Note: Meisler will be away for two weeks and have limited email access. Her next column will be Monday, Jan. 30.
Since I will be away for the next two weeks, I thought I'd once again go through the short-term overbought condition and then what to look for while I'm gone for signs that this could develop into something more than an overbought correction.
My Overbought/Oversold Oscillator is overbought. I have said it would get there sometime between Friday and Wednesday (Monday is a holiday, remember). The first thing you can see is how high it is, like it is stretching off the page. Notice that is similar to the way it was stretching off the bottom of the page in late September. Notice that in late September we rallied and came back down -- that is what such an extreme reading should do -- in this case pullback and try again.

My Oscillator is based on the 10-day moving average of net breadth on the New York Stock Exchange. When we are dropping a string of negative numbers, we are oversold. Conversely, when we are dropping a string of positive numbers, we are overbought. Breadth has been so good (bullish) that eight of the last 10 trading days have had positive breadth. On the table below, you can see the math behind the indicator. To get more overbought on Friday, net breadth would have to be greater than positive 2,104. We have not had one day greater than positive 1,700 this week, so I suspect we see this Oscillator come down on Friday.

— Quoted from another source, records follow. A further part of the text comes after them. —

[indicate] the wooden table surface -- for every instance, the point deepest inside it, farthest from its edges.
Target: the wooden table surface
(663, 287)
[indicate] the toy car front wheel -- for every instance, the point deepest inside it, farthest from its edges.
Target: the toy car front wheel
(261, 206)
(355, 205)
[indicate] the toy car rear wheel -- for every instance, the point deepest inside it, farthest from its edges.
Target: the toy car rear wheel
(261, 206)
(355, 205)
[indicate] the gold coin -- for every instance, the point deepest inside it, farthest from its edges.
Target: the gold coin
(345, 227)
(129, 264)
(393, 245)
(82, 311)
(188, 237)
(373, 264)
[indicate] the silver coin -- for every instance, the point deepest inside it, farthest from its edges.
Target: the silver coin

Then there is the McClellan Summation Index, which continues to rise (bullish). It now requires a net differential of negative 5,300 advancers minus decliners on the NYSE to halt the rise. That means we'd have to have back-to-back days with net breadth approximately negative 3,000 to get it to roll over. That's what makes the cushion good, but it's also what makes it overbought.

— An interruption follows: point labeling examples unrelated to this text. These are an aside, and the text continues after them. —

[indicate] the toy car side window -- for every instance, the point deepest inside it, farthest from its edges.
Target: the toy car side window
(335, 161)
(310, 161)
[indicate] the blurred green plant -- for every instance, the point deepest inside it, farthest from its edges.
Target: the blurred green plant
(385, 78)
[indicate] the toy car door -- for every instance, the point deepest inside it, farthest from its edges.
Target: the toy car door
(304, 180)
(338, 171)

The number of stocks making new highs on the NYSE eked out a minor higher high to 108. It's better than earlier this week, but not as impressive as I imagined it would be when we first discussed new highs on Monday.

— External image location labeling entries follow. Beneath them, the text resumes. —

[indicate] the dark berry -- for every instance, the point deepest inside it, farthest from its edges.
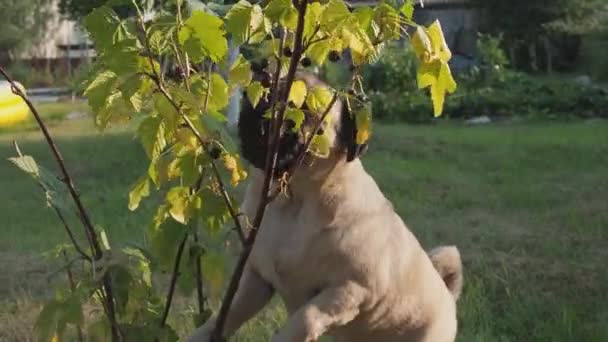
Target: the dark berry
(289, 124)
(287, 52)
(334, 56)
(265, 79)
(215, 153)
(264, 63)
(256, 66)
(306, 62)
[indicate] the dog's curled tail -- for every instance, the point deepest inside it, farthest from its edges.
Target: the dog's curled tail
(448, 264)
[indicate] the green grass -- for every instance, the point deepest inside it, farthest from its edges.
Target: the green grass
(526, 203)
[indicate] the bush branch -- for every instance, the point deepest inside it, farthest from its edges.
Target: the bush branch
(84, 216)
(174, 276)
(268, 175)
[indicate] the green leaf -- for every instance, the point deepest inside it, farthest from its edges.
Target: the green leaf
(364, 16)
(215, 266)
(151, 134)
(408, 9)
(55, 191)
(311, 19)
(218, 99)
(179, 199)
(57, 314)
(318, 51)
(140, 190)
(131, 90)
(158, 41)
(100, 88)
(255, 91)
(116, 109)
(438, 42)
(363, 121)
(433, 72)
(421, 43)
(240, 72)
(243, 20)
(46, 323)
(213, 212)
(388, 20)
(124, 58)
(295, 115)
(164, 240)
(203, 36)
(102, 23)
(99, 331)
(297, 93)
(320, 146)
(27, 164)
(218, 93)
(318, 99)
(282, 12)
(121, 281)
(335, 15)
(445, 84)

On the sentiment front, things feel a little bit frothy, but not over the top. The Daily Sentiment Indicator (DSI) for the VIX did fall to 12, though. The last time it was this low was the first week of November 2021. Before you think, oh no, understand that the DSI for Nasdaq and the S&P were over 90, then (now they are much more neutral at 34 and 32 respectively) and breadth was failing and new highs were contracting. That is not the case now.
But if I combine the low Daily Sentiment Index for the Volatility Index with the extreme overbought reading, I do believe we should get a bout of volatility next week. A pullback.
While I am gone, you can watch the new highs. If they start to trend under 100 for the NYSE and/or breadth begins to falter, that would signal more than a pullback. The other indicator I am watching is the ratio of the Russell 2000 fund (IWM) to the S&P fund (SPY) .
Recall that in November the small caps were terrible relative to the large caps (when the line is going down small caps are underperforming).
Since the calendar turned to 2023, it's been small-cap heaven, as you can see on the chart. Should this ratio peak while I'm gone, that would portend more than a pullback in the market. Each time this ratio peaks, the IWM is not far behind. Sometimes it is at the same time and sometimes it's about a week or so lag.
So that's what I'd watch for the remainder of January.